The Bible appears to have been removed from online marketplaces in China, as Beijing clamps down on how its citizens practice religion.

China has always controlled sales of the Bible, only allowing it to be distributed and printed by state-sanctioned churches, but in recent years it had been available to buy online.

That loophole now appears to be firmly closed. Searches for “Holy Bible” did not return results on JD.com, and results on Amazon.cn did not include the main text, but did include study guides and the Koran.

This move comes at a very awkward moment for the Vatican, which had been working on a rapprochement with Beijing on operations within China. Despite efforts to find concessions on both sides, China hardened its position earlier this week. Having the state select religious leaders doesn’t interfere at all with religious beliefs, including Catholicism, the chief of religious affairs declared:

Restricting the Vatican’s control over the appointment of bishops in China does not infringe on believers’ religious freedom, a Chinese official said Tuesday, amid historic negotiations between Beijing and the Holy See aimed at healing divisions.

Chen Zongrong, an official overseeing religious affairs, said Beijing would not allow “foreign forces” to govern the country’s faith groups.

“The Chinese constitution clearly states that China’s religious groups and religious affairs cannot be controlled by foreign forces, and (the foreign forces) should not interfere in Chinese religious affairs in any way.”

“I disagree with the view that preventing Rome from having full control over the selection of bishops hinders religious freedom,” Chen said.

Chen wasn’t just waxing philosophical, either. Beijing issued a policy paper that  demands that the Catholic Church and other religions adapt their doctrine to support the sovereignty of the state, and the Communist Party:

Speaking at a State Council briefing, the former vice administrator for the recently dissolved State Administration for Religious Affairs emphasized a need for faiths in China to “adapt to socialist society” and “develop religions in the Chinese context.”

“Actively guiding religions in adapting to the socialist society means guiding religious believers to … be subordinate to and serve the overall interests of the nation and the Chinese people,” said a white paper released Tuesday.

“It also means guiding religious groups to support the leadership of the Communist Party of China and the socialist system,” the document said.

Chen added another thought in support of this argument:

“I believe there is no religion in human society that transcends nations.”

Any religion that doesn’t transcend nations isn’t a religion at all. It’s a political club. Or worse yet — and in this case, all too true — the kind of oppression where all thought must be either approved or punished by the state.

Basically, China wants its subjects to worship something, but they insist on it being socialism and the leadership caste.

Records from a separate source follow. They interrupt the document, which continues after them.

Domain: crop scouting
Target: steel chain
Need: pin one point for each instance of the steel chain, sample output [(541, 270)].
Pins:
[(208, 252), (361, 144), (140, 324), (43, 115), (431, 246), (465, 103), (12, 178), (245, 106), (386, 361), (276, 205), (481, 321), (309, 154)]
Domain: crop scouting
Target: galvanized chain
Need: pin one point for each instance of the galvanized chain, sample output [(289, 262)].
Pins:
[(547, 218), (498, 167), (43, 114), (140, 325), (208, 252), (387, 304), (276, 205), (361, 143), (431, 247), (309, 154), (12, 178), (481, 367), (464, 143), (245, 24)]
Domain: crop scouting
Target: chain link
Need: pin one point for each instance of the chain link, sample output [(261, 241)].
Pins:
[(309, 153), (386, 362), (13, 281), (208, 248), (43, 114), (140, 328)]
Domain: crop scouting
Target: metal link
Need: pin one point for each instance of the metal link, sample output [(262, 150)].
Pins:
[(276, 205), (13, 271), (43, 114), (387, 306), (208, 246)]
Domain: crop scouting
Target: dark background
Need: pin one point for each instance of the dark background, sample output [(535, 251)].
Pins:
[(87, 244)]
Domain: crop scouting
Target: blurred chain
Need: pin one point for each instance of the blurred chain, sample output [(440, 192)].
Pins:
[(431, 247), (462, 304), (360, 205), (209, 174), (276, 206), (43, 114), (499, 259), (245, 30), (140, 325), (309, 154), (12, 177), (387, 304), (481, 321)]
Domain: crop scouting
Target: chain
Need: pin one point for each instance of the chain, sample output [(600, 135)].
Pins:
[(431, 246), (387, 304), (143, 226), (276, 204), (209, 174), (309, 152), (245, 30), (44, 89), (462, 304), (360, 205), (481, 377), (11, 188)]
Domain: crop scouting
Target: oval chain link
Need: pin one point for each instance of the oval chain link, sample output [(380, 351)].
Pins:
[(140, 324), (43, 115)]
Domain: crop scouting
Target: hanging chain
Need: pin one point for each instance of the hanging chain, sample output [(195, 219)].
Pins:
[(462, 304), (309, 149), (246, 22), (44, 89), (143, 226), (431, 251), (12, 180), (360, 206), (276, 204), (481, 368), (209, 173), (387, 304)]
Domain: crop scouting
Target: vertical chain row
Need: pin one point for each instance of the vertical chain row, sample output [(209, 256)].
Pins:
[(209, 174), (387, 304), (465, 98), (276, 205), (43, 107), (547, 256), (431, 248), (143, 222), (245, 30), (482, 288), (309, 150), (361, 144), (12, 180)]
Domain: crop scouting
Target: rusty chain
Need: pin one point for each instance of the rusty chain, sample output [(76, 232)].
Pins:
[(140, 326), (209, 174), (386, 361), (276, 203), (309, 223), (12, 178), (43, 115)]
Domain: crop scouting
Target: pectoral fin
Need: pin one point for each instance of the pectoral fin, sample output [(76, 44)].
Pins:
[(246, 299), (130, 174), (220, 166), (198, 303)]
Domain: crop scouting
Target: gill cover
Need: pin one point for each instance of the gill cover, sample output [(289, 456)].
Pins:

That would explain why Beijing has begun its crackdown on access to Bibles. The scriptures tell the stories of man-made kingdoms that worshiped themselves more than God, and what happened to them when they refused to mend their ways. That lesson is inescapable in the Bible, which is what makes it subversive enough for totalitarians to ban.

This puts a great deal of pressure on the Vatican. Do they continue negotiations with China and attempt to alleviate some suffering by Christians in the underground church on terms that are almost explicitly antithetical to the faith? Or do they walk away and continue testifying to the cruel nature of a regime that cannot abide even a hint that the State is not the end-all, be-all of human existence? And, for that matter, will we hear from the US Commission on International Religious Freedom on this new crackdown in China?